DSC03331Uma lição de vida. Assim foi a mesa-redonda realizada nesta quinta-feira (24) de manhã na Semana Nacional de Ciência e Tecnologia do Câmpus Gaspar. Para tratar o tema “Inclusão Escolar e Social: Superação de sujeitos com deficiência nos diferentes espaços”, foram convidadas três profissionais com deficiência. Mais do que fazer relatos de vida, as palestrantes mostraram que muito ainda precisa ser feito para praticarmos a cidadania.

Fabiana Schmitt Corrêa é surda. Descobriu a surdez aos 6 anos por meio de uma professora na pré-escola e foi perdendo progressivamente a audição até deixar de escutar quando estava na graduação. E a pedagoga chegou à graduação justamente porque nunca viu na surdez uma limitação. “Consegui completar os estudos com muito esforço”, contou para a plateia com o auxílio da intérprete em libras, a professora temporária do câmpus, Gisele Rück Hofschneider. Hoje, Fabiana já é especialista em educação especial e mestranda em linguística.

DSC03333Outra palestrante que encantou os presentes foi a professora Luana Tillmann. A jovem nasceu com glaucoma congênito e, aos 15 anos, mesmo depois de passar por mais de 30 cirurgias, perdeu totalmente a visão. O diagnóstico de cegueira total não impediu Luana de lutar pelos seus sonhos. “É preciso ter coragem para assumir a deficiência”, contou.

Além de contar um pouco de sua trajetória, Luana esclareceu a plateia – formada principalmente pelos alunos do Câmpus Gaspar – sobre a maneira de lidar com a deficiência. “É importante entender que o termo correto é pessoa com deficiência, pois a deficiência é uma característica e não faz parte do sujeito”, explicou. A graduanda em pedagogia destacou ainda a necessidade da sociedade entender melhor do que trata a acessibilidade. “A deficiência não está no indivíduo, mas na sociedade”, enfatizou.
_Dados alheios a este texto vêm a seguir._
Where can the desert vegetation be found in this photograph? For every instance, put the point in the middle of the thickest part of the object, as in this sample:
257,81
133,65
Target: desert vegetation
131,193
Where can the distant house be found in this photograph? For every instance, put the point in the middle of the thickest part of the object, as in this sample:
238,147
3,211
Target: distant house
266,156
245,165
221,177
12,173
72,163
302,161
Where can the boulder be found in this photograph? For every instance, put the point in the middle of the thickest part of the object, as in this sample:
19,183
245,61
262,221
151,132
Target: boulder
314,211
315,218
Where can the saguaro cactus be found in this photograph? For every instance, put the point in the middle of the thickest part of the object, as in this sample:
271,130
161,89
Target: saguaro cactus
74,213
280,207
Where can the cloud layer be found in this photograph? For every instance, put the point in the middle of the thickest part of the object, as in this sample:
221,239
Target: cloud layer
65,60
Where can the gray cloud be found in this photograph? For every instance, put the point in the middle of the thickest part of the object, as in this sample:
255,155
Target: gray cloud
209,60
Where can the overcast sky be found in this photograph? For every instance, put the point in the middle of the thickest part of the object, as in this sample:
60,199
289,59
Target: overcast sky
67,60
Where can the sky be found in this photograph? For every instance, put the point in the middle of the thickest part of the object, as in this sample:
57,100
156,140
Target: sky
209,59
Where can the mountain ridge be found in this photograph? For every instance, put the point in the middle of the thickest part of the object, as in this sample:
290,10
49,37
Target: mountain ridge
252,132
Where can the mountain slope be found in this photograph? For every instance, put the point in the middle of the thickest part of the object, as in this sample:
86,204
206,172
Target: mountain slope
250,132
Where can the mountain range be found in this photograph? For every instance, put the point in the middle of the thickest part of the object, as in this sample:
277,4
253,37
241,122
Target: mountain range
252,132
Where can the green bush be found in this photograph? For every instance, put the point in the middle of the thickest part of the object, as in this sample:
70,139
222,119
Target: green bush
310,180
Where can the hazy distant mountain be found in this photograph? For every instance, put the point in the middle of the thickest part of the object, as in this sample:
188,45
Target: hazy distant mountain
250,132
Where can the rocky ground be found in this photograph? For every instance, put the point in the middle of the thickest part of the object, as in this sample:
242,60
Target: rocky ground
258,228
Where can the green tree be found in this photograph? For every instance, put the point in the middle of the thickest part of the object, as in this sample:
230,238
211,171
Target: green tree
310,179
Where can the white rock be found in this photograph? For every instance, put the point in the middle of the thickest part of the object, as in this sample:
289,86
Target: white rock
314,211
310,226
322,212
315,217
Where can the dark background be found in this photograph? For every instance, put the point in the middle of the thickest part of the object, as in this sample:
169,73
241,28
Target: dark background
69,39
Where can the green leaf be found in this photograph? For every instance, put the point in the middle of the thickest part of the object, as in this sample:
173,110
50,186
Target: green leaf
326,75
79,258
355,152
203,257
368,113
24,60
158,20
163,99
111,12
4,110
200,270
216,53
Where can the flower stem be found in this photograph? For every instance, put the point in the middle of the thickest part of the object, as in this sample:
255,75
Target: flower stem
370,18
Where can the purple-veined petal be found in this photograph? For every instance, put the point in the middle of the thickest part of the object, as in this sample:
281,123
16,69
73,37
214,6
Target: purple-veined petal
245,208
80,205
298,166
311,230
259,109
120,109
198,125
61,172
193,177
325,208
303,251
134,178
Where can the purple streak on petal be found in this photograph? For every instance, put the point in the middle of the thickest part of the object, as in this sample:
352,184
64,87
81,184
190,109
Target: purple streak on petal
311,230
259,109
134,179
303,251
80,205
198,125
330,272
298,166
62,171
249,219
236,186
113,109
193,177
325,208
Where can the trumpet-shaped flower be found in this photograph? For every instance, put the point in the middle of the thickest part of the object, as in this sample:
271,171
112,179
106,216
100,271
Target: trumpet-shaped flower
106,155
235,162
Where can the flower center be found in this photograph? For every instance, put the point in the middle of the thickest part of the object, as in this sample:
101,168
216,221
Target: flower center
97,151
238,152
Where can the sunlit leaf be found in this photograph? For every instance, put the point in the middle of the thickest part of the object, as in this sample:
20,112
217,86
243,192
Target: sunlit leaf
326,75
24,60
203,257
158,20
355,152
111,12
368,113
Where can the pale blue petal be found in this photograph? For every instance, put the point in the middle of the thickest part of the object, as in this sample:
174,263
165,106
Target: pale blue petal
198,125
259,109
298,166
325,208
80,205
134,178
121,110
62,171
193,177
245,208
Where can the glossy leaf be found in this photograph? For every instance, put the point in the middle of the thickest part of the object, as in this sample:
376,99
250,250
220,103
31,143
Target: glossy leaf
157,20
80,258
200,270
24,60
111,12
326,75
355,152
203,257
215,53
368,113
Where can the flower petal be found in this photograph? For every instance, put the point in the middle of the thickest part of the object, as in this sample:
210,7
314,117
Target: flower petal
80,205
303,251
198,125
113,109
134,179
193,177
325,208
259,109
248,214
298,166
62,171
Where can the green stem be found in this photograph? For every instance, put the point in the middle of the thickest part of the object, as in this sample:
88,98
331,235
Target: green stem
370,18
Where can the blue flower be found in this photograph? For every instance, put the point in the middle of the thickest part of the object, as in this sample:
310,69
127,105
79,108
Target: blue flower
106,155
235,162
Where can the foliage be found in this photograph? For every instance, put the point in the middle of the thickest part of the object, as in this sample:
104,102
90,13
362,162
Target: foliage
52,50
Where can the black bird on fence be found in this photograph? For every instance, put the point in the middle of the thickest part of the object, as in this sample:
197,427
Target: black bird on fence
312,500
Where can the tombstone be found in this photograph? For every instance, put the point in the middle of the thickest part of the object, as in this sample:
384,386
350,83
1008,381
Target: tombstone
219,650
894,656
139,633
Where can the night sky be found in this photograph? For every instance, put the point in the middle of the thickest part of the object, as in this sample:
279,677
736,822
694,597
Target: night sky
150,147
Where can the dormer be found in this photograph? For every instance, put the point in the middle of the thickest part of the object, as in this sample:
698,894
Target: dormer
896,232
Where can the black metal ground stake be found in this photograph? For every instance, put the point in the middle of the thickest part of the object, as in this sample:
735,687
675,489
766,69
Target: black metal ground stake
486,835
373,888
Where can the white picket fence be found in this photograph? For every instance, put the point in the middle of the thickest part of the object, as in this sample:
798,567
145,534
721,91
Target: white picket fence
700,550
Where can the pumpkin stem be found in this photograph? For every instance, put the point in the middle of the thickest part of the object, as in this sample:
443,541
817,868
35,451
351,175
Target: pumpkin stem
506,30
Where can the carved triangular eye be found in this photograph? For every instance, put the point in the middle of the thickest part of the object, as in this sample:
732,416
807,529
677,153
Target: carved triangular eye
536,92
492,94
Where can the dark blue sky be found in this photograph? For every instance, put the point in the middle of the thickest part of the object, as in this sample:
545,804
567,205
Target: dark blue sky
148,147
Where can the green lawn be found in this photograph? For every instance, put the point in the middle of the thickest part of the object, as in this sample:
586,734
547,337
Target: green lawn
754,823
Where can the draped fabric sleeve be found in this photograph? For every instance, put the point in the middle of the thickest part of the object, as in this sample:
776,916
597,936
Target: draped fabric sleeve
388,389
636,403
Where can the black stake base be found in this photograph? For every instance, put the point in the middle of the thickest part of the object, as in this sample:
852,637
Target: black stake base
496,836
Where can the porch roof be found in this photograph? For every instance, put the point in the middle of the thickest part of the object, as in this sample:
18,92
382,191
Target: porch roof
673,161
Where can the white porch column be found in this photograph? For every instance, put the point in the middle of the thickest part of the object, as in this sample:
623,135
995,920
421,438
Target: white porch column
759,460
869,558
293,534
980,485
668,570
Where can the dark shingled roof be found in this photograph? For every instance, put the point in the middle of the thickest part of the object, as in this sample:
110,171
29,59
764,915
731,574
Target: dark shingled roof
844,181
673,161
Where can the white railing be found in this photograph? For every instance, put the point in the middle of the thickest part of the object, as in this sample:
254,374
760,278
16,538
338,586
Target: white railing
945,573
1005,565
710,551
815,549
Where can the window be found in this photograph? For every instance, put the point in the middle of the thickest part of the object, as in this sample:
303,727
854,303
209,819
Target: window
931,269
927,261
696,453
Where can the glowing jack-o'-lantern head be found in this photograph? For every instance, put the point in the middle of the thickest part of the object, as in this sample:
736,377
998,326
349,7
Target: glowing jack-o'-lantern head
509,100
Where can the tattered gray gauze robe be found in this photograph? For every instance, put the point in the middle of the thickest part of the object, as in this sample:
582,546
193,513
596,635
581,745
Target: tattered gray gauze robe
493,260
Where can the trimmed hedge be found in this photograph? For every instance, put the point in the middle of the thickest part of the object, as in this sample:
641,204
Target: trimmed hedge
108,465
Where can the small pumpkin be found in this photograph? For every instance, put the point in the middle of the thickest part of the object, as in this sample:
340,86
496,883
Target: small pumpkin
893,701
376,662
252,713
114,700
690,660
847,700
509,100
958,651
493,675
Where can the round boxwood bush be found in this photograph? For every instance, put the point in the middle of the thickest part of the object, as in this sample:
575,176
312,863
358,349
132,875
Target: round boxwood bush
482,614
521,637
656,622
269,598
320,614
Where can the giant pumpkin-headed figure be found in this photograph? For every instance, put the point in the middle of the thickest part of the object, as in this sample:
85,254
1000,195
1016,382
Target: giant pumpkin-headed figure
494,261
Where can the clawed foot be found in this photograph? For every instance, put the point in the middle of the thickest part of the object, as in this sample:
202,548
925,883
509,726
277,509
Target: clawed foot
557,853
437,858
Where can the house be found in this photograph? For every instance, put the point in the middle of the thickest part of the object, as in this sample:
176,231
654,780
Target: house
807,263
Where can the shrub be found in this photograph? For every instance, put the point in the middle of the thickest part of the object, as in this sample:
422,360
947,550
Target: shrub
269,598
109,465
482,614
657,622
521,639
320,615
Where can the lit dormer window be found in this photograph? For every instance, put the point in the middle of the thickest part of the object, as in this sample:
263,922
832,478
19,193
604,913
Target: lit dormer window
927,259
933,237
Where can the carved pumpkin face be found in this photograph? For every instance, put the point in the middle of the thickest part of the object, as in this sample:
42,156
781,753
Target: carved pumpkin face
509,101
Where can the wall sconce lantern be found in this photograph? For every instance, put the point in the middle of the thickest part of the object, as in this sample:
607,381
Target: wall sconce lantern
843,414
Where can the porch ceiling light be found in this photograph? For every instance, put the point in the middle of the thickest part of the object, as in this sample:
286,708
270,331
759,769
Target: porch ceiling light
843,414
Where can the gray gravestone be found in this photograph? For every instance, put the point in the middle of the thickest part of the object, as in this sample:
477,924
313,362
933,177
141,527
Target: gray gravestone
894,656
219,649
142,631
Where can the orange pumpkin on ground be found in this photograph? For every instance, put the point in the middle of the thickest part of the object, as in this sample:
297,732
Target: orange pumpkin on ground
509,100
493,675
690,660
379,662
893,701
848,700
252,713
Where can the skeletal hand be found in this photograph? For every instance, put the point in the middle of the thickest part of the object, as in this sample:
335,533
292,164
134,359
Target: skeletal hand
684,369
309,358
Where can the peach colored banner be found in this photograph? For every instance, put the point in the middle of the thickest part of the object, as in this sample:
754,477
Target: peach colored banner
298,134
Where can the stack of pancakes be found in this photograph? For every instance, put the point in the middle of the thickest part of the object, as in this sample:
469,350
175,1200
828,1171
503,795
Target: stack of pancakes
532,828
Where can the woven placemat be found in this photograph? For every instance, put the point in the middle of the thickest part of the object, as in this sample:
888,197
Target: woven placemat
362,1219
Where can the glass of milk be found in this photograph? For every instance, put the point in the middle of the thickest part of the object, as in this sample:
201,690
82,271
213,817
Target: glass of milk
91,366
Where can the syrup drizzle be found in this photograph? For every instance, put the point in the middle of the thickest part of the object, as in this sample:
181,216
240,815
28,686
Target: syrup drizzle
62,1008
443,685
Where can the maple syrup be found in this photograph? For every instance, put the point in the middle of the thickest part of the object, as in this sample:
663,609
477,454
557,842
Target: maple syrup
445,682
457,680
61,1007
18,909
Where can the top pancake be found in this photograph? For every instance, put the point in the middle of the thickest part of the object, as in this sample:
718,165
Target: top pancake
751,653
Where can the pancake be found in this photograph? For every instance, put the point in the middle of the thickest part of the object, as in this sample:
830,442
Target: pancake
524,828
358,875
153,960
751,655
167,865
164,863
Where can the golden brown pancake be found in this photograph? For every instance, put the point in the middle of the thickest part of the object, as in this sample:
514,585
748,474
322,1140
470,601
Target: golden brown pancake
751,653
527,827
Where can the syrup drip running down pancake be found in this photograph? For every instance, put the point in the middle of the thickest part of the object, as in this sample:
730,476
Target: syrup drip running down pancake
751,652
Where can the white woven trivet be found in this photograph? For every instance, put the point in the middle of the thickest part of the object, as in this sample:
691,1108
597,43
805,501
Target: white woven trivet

Daniela Sagaz, que também fez parte da mesa-redonda, nasceu sem parte de um braço e sem uma perna. Formou-se em psicologia e atualmente coordena o programa de Inclusão de Pessoas com Deficiência na empresa Souza Cruz. Para a psicóloga, as organizações precisam se preparar para conviver com profissionais com deficiência. “Assumir o despreparo é o primeiro passo para praticar a inclusão”, afirmou.